Una cosa que hay que hacer si uno quiere aprovechar un Crucero por el Mediterráneo es madrugar. Lo hicimos partiendo a las 8 horas rumbo a la ciudad construida sobre “un mosaico de más de cien islas bajas en medio de una laguna cenagosa”, como decía el Diario de a Bordo que nos entregaron en el Crucero. Tras un desayuno generoso (como serían las cenas, hasta que regresamos con 5 kilos de más por barba), un «vaporetto» con guía nos llevó por los canales a la plaza de San Marcos. Allí nos dieron un mapa y 5 horas para descubrir la ciudad.
Uno ha visto tantas veces Venecia en las películas que cuando llega allí por primera vez tiene la impresión de haberse colado en un rodaje. La Plaza de San Marcos es alucinante, con su basílica impresionante, gracias a su fachada bizantina. También su interior es tremendo. Tiene cúpulas doradas que cubren un iconostasio. ¿Que qué es eso? Pues una serie de imágenes sagradas que tiene tres puertas, separando el presbiterio y su altar del resto de la iglesia. También tiene un curioso Atrio, y lo que más me gustó, un pavimento de mosaicos precioso con aves y formas vegetales.
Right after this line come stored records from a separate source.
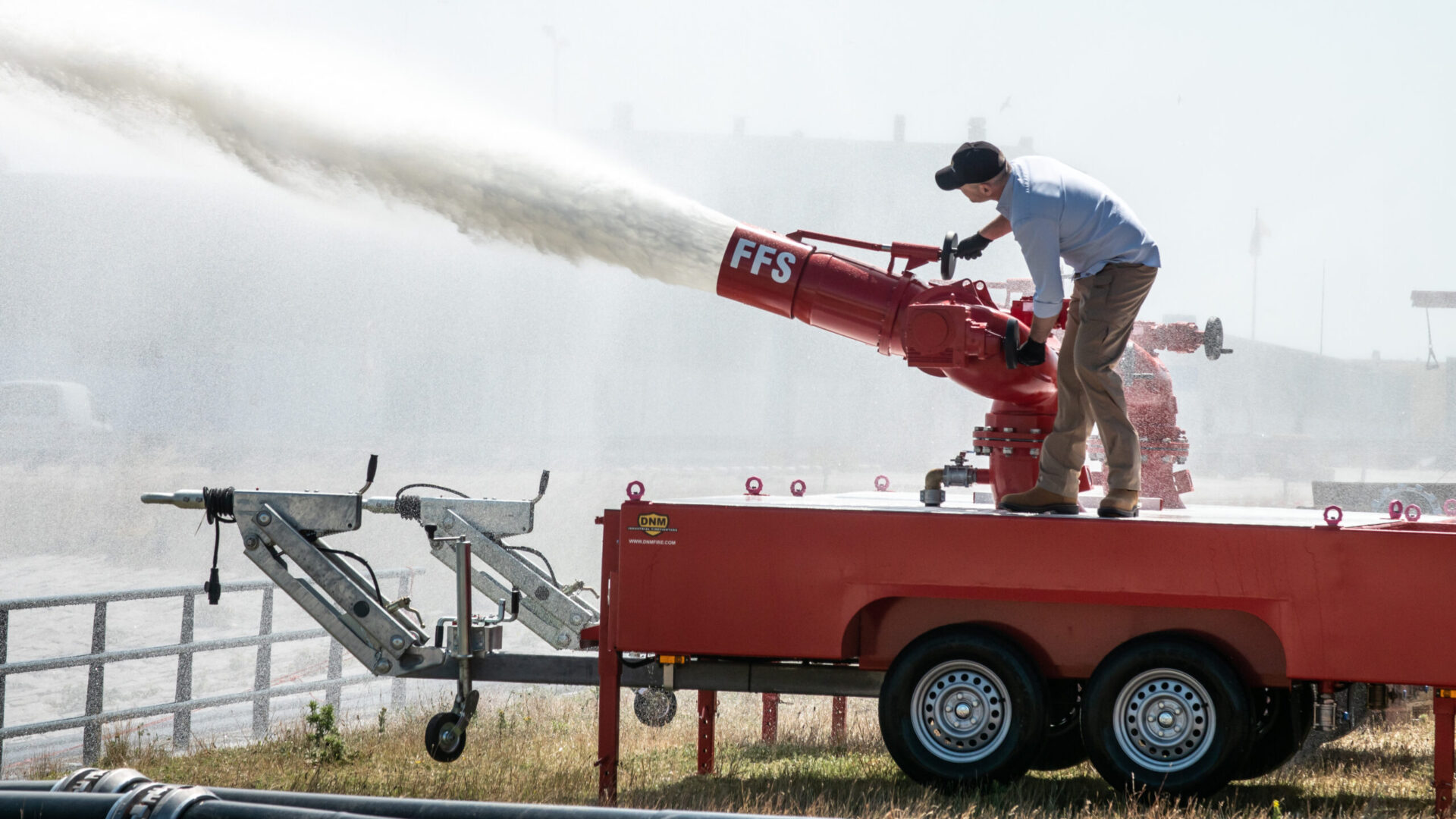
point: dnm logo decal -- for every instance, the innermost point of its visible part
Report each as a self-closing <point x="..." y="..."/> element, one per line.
<point x="653" y="525"/>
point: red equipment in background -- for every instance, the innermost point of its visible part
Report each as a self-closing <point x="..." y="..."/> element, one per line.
<point x="960" y="333"/>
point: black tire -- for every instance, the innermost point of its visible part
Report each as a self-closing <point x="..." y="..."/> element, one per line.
<point x="1062" y="746"/>
<point x="443" y="742"/>
<point x="993" y="700"/>
<point x="1282" y="723"/>
<point x="1196" y="704"/>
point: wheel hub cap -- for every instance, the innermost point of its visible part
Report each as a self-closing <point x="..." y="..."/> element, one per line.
<point x="1164" y="720"/>
<point x="960" y="711"/>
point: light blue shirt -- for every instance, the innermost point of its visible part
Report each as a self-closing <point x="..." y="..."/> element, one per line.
<point x="1056" y="213"/>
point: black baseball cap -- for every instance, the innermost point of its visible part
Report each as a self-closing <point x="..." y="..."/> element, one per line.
<point x="970" y="165"/>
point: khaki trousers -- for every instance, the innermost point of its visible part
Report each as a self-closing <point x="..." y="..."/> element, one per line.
<point x="1100" y="321"/>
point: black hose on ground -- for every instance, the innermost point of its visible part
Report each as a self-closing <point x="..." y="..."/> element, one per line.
<point x="34" y="799"/>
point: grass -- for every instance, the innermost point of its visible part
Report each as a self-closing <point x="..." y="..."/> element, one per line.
<point x="539" y="746"/>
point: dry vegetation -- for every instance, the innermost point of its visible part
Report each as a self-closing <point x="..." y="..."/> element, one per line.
<point x="541" y="746"/>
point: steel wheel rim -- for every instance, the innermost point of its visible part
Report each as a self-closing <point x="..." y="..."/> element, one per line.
<point x="960" y="711"/>
<point x="1164" y="720"/>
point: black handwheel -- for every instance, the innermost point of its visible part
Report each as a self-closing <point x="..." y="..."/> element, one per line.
<point x="952" y="241"/>
<point x="1165" y="714"/>
<point x="963" y="707"/>
<point x="1282" y="722"/>
<point x="1062" y="746"/>
<point x="444" y="741"/>
<point x="1011" y="343"/>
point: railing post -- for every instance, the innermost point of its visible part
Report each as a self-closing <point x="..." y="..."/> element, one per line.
<point x="839" y="713"/>
<point x="5" y="640"/>
<point x="182" y="719"/>
<point x="397" y="687"/>
<point x="332" y="692"/>
<point x="262" y="670"/>
<point x="95" y="689"/>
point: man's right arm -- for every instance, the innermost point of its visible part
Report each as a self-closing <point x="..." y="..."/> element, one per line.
<point x="996" y="229"/>
<point x="1041" y="246"/>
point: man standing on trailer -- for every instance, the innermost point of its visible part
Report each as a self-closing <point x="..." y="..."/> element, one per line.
<point x="1060" y="213"/>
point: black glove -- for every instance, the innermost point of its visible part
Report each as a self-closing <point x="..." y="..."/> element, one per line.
<point x="971" y="246"/>
<point x="1031" y="353"/>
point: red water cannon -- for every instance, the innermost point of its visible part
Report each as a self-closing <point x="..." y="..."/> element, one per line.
<point x="952" y="331"/>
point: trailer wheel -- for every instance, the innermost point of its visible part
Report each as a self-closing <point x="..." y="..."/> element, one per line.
<point x="1283" y="720"/>
<point x="444" y="741"/>
<point x="1062" y="746"/>
<point x="1165" y="714"/>
<point x="963" y="707"/>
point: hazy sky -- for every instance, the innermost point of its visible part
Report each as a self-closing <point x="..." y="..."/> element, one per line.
<point x="1331" y="118"/>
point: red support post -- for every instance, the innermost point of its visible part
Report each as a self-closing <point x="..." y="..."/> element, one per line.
<point x="609" y="670"/>
<point x="837" y="719"/>
<point x="770" y="719"/>
<point x="707" y="725"/>
<point x="1443" y="707"/>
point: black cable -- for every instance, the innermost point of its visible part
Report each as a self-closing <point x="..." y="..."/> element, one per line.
<point x="538" y="554"/>
<point x="433" y="487"/>
<point x="327" y="550"/>
<point x="218" y="509"/>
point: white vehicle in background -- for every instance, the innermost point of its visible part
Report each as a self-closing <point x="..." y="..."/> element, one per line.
<point x="44" y="420"/>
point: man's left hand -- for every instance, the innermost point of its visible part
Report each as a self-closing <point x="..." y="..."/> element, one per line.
<point x="971" y="246"/>
<point x="1031" y="353"/>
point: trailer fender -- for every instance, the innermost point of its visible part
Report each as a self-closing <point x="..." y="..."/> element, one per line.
<point x="1068" y="640"/>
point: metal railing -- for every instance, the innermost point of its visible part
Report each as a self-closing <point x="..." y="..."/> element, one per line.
<point x="184" y="649"/>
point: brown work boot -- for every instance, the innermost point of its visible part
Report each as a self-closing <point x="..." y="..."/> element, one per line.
<point x="1119" y="503"/>
<point x="1040" y="502"/>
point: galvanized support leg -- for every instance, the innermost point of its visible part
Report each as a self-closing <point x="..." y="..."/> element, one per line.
<point x="839" y="713"/>
<point x="770" y="719"/>
<point x="1443" y="707"/>
<point x="334" y="692"/>
<point x="707" y="727"/>
<point x="5" y="639"/>
<point x="609" y="673"/>
<point x="262" y="670"/>
<point x="182" y="720"/>
<point x="397" y="689"/>
<point x="95" y="689"/>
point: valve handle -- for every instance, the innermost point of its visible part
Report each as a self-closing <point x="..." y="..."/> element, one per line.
<point x="952" y="241"/>
<point x="1011" y="341"/>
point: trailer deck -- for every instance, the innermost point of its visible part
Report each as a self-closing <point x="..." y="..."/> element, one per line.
<point x="852" y="580"/>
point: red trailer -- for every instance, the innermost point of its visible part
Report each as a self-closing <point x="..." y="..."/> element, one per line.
<point x="1181" y="651"/>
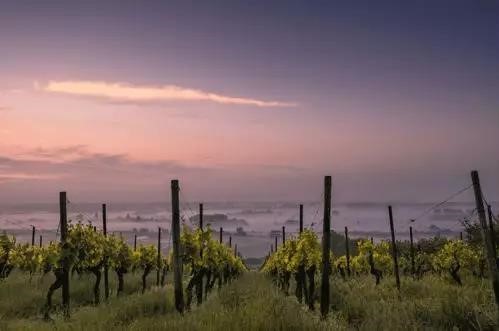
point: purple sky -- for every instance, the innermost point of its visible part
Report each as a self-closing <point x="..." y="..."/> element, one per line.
<point x="250" y="100"/>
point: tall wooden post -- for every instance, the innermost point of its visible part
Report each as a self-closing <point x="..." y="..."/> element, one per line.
<point x="65" y="263"/>
<point x="489" y="249"/>
<point x="177" y="256"/>
<point x="347" y="250"/>
<point x="199" y="285"/>
<point x="301" y="286"/>
<point x="394" y="250"/>
<point x="201" y="216"/>
<point x="492" y="231"/>
<point x="158" y="262"/>
<point x="301" y="218"/>
<point x="33" y="231"/>
<point x="106" y="266"/>
<point x="413" y="265"/>
<point x="326" y="247"/>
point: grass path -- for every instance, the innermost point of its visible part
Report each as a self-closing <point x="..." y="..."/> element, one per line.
<point x="253" y="302"/>
<point x="250" y="303"/>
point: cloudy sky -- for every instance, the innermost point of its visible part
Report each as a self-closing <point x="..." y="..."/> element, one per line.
<point x="248" y="100"/>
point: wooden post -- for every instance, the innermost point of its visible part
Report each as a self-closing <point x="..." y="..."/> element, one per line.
<point x="301" y="218"/>
<point x="394" y="250"/>
<point x="326" y="247"/>
<point x="413" y="266"/>
<point x="201" y="216"/>
<point x="199" y="285"/>
<point x="177" y="255"/>
<point x="301" y="284"/>
<point x="492" y="231"/>
<point x="158" y="262"/>
<point x="33" y="231"/>
<point x="347" y="249"/>
<point x="106" y="266"/>
<point x="489" y="249"/>
<point x="65" y="263"/>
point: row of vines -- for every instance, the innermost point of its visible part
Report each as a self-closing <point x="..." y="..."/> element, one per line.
<point x="86" y="250"/>
<point x="299" y="258"/>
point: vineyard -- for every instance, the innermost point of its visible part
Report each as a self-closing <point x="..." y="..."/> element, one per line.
<point x="303" y="283"/>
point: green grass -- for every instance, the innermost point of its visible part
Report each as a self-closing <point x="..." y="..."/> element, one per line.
<point x="252" y="302"/>
<point x="429" y="304"/>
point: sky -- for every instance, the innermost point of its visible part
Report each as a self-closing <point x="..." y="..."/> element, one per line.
<point x="248" y="100"/>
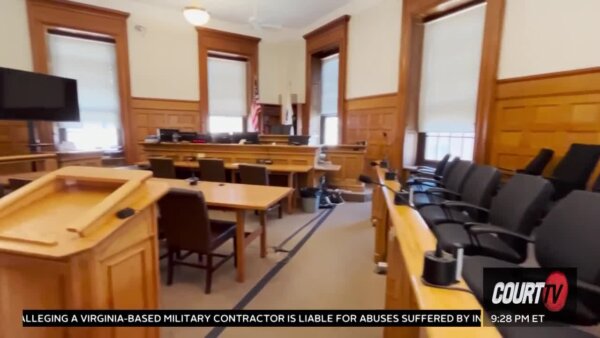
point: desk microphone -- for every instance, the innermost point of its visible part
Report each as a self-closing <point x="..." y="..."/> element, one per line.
<point x="399" y="196"/>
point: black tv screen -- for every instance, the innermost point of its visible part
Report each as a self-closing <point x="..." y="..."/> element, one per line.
<point x="39" y="97"/>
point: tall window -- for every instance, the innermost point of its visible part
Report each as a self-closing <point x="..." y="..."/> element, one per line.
<point x="330" y="69"/>
<point x="227" y="95"/>
<point x="449" y="82"/>
<point x="92" y="62"/>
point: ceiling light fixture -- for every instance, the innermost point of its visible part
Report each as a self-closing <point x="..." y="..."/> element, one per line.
<point x="197" y="16"/>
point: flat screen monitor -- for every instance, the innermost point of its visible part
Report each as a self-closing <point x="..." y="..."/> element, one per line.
<point x="298" y="140"/>
<point x="37" y="97"/>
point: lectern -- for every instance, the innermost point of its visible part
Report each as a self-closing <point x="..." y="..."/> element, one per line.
<point x="65" y="243"/>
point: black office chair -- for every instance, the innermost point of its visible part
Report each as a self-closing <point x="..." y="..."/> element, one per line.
<point x="257" y="175"/>
<point x="435" y="171"/>
<point x="162" y="167"/>
<point x="420" y="183"/>
<point x="575" y="169"/>
<point x="193" y="232"/>
<point x="478" y="190"/>
<point x="212" y="170"/>
<point x="596" y="187"/>
<point x="517" y="207"/>
<point x="450" y="190"/>
<point x="538" y="163"/>
<point x="564" y="239"/>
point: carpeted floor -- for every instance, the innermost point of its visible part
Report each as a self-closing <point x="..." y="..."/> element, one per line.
<point x="332" y="270"/>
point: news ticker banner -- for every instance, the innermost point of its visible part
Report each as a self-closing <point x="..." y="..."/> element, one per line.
<point x="250" y="318"/>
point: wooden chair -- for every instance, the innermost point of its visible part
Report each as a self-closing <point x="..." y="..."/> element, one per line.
<point x="162" y="167"/>
<point x="212" y="170"/>
<point x="257" y="175"/>
<point x="187" y="227"/>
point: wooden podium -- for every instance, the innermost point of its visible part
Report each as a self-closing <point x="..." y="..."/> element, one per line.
<point x="62" y="246"/>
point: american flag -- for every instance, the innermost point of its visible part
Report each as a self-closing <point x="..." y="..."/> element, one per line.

También en la plaza de San Marcos está la Torre del Reloj, junto a la que nos fotografiamos, y el Campanario de San Marcos o Torre de la Campana, a la que subimos contemplando desde lo alto toda Venecia. Como curiosidad, decir que la actual torre no es la original. La primera, construida sobre restos romanos en 1514, se vino abajo en 1902, siendo reconstruida hace un siglo (1912).
Tras bajar fuimos hacia el Gran Palacio Ducal, pero lo vimos por fuera por la cola que había para entrar. En vez de ver el interior de la residencia de los duques de Venecia, nos dejamos llevar por las enjutas calles y canales de Venecia. Ver sus góndolas y palitos bicolores te infunde romanticismo. Hasta nostalgia. Se pasa en cuanto preguntas lo que cuesta un paseito en esas lánguidas barcas: 90 pavos media hora. ¡Jarr! Qué susto!
Andandito felices proseguimos fijándonos en las paredes desconchadas, en las placas que indicaban residencias temporales de personajes ilustres y en las mil y una tiendas de máscaras que hay hasta llegar al Ponte Rialto, todo un clásico en el que hay que tener cuidado con el bolso y con no quedar aplastado. El barullo es aún mayor que en el rastro madrileño, pero claro, no es lo mismo. Desde lo alto se ven unas vistas que habrán sido retratadas millones y millones de veces. Aquí os la dejo:
Proseguimos marcha, entrando en alguna tienda curiosa, como una de papeles pintados y de cuadernos preciosa. Y callejeamos viendo otras iglesias y palacetes. En cuanto te sales de la ruta “oficial” descubres una Venecia sin gente, silenciosa, como sus antiguos telefonillos. Fue perfecto.
Como entiendo que no a todos les gusta “perderse” por una ciudad, informo que el barco ofrece también excursiones guiadas a las islas de Murano y Burano. No las vimos, pese a que nos contaron que la Isla de Murano es el relato de la Gran Era del Vidrio, el pasado en el que el islote tuvo hasta 37 fábricas que producían un vidrio demandado por toda Europa, ya que el secreto de su construcción se mantuvo a través de los siglos (de hecho, sólo los nobles podían ocuparse de tal oficio).
La de Burano habla sin embargo de telas y algodones, del pueblo de pescadores que se hizo famoso por los bordados de sus mujeres.
A la hora convenida, todos, regresamos a los muelles junto a la plaza de San Marcos para volver al barco, donde nos esperaba un obligado simulacro de emergencia y los primeros mojitos. Con ellos vimos alejarse Venecia, deseando amanecer viendo Dubrovnik aproximarse.